Not applicable to updated question.
Partial indexes might be an option. Other than that, you already have all the indexes you need.
I would drop the pointless index on the boolean
column current
completely, and the index on just rank
is probably never used for this query.
- Does it matter much how I order the terms in the
WHERE
clause?
The order of WHERE
conditions is completely irrelevant.
The utility of indexes is bound to selective criteria. If more than roughly 5 % (depends on various factors) of the table are selected, a sequential scan of the whole table is typically faster than dealing with the overhead on any indexes - except for pre-sorting output, that's the one thing an index is still good for in such cases.
For a query that fetches 25,000 of 250,000 rows, indexes are mostly just for that - which gets all the more interesting if you attach a LIMIT
clause. Postgres can stop fetching rows from an index once the LIMIT
is satisfied.
Be aware that Postgres always needs to read OFFSET
+ LIMIT
rows, so performance deteriorate with the sum of both.
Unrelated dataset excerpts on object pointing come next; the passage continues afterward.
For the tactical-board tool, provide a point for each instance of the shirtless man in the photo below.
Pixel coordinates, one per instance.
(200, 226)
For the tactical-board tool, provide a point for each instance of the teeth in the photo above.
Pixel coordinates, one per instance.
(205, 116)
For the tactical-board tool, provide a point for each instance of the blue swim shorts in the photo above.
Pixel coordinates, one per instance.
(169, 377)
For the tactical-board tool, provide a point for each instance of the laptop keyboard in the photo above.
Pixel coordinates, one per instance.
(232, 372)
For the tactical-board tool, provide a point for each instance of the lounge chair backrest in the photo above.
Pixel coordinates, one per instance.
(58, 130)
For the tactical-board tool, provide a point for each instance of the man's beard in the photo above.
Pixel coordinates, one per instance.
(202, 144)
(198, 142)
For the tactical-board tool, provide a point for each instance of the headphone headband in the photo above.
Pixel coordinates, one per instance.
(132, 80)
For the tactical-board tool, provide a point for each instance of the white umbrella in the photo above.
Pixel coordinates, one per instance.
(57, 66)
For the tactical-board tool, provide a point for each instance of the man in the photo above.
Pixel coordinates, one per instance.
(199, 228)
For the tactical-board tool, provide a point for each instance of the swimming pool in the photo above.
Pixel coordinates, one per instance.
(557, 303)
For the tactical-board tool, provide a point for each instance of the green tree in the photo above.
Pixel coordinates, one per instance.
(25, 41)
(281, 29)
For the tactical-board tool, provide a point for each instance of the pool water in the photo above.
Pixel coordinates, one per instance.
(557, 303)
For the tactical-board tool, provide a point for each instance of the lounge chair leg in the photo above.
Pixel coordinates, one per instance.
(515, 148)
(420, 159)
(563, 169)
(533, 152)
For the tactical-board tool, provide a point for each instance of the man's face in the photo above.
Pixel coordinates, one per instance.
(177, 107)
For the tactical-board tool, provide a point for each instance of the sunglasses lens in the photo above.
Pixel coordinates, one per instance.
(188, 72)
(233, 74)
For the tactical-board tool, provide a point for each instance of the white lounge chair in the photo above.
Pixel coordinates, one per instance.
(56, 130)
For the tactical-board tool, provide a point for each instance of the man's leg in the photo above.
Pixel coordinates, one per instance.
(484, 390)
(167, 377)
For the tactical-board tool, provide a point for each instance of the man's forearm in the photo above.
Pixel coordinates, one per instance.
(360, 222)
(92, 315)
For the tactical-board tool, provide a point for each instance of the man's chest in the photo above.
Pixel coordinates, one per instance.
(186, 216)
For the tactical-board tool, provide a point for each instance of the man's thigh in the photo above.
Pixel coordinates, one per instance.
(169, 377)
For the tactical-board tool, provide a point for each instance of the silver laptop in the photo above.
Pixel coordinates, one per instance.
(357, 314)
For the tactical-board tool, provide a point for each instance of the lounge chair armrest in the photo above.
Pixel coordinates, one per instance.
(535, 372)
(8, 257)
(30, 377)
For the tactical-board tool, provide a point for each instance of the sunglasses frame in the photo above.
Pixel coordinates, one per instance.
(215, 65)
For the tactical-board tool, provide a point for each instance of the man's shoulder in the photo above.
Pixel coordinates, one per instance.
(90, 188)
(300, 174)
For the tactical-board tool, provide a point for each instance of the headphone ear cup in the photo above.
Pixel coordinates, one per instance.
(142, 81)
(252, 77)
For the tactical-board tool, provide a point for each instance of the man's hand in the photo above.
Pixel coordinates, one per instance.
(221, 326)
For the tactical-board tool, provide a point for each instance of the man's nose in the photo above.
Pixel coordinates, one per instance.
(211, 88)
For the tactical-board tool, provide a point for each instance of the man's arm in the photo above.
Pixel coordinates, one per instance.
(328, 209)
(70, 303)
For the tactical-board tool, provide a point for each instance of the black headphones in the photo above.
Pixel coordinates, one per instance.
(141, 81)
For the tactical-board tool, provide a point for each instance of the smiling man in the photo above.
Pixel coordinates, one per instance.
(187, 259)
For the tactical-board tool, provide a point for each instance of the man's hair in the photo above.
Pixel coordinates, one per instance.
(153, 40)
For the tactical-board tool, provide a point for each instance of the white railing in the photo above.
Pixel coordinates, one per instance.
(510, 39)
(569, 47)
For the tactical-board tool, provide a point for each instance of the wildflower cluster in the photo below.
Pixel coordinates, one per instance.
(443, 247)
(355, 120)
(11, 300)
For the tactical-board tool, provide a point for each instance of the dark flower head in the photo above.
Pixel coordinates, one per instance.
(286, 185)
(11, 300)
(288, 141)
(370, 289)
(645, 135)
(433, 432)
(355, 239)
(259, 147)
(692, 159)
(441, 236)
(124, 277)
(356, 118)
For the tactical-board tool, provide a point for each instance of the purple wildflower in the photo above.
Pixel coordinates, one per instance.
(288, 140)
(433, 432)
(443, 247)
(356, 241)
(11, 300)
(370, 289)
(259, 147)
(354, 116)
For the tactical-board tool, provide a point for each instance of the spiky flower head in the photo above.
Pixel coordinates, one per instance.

Even with your added information, much of what's relevant is still in the dark. I am going to assume that:
NOT (ARRAY[100,200] && dn_ids)
is not very selective. Ruling out 1 to 10 ID values should typically retain the majority of rows unless you have very few distinct elements in dn_ids
.other_id = 5
.NOT current
.current = F
NOT current
or current = FALSE
;While a GIN index would be great to identify few rows with matching arrays faster than any other index type, this seems hardly relevant for your query. My best guess is this partial, multicolumn btree index:
CREATE INDEX foo ON mytable (other_id, rank, dn_ids)
WHERE NOT current;
The array column dn_ids
in a btree index cannot support the &&
operator, I just include it to allow index-only scans and filter rows before accessing the heap (the table). May even be faster without dn_ids
in the index:
CREATE INDEX foo ON mytable (other_id, rank) WHERE NOT current;
GiST indexes may become more interesting in Postgres 9.5 due to this new feature:
Allow GiST indexes to perform index-only scans (Anastasia Lubennikova, Heikki Linnakangas, Andreas Karlsson)
Aside: current
is a reserved word in standard SQL, even if it's allowed as identifier in Postgres.
Aside 2: I assume id
is an actual serial
column with the column default set. Just creating a sequence like you demonstrate, would do nothing.